A combination of factors like proposed regulatory changes, business performance, head honcho from private sector, higher profit booking and issue of bonus shares seems to be the reason for the share of Life Insurance Corporation of India’s (LIC) shares going up in the market, said experts.
The LIC scrip on Wednesday opened at Rs 723 and during the intra-day trade it touched a high of Rs 732 and a low of Rs 719.95.
The scrip touched a 52 week high and low of Rs 920 and Rs 588 respectively.
“The government’s proposal to issue composite insurance licence (composite insurer is the one who can sell life and general insurance policies), news of government planning to hire someone from the private sector to head LIC, old news of higher profit booking leading to the hope of higher dividend or issue of bonus shares could be the reason for scrip going up,” an industry expert told IANS preferring anonymity.
That aside, the life insurance giant is also growing business, the proposed changes in the regulations by the sectoral regulator would also help LIC, could also be the reasons, another industry expert told IANS preferring anonymity.
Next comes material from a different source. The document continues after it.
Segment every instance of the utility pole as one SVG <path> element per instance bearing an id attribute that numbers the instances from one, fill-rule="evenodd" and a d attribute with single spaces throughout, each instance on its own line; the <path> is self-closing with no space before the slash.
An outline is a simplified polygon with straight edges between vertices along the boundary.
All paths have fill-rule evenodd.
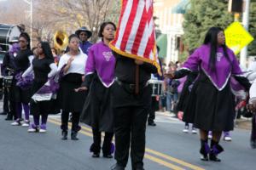
<path id="1" fill-rule="evenodd" d="M 248 31 L 249 27 L 249 11 L 250 11 L 250 0 L 244 0 L 244 12 L 242 13 L 242 25 L 244 28 Z M 240 54 L 240 64 L 241 66 L 246 67 L 247 56 L 247 46 L 244 47 Z"/>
A change in the accounting policy resulted in LIC’s profit shooting up by Rs 14,271.80 crore to Rs 15,952.29 crore for the Q2FY23.
As per the new policy, the amount pertaining to the accretion on the available solvency margin from non-participating policies to shareholder’s account. As a result, the net profit for Q2FY23 went up to that extent.
It is said LIC is planning to transfer a huge sum from the non-participating policyholder’s funds to shareholders’ fund account.
However, the current market price (about Rs.724) is nowhere near its initial public offer (IPO) price of Rs 949 this year.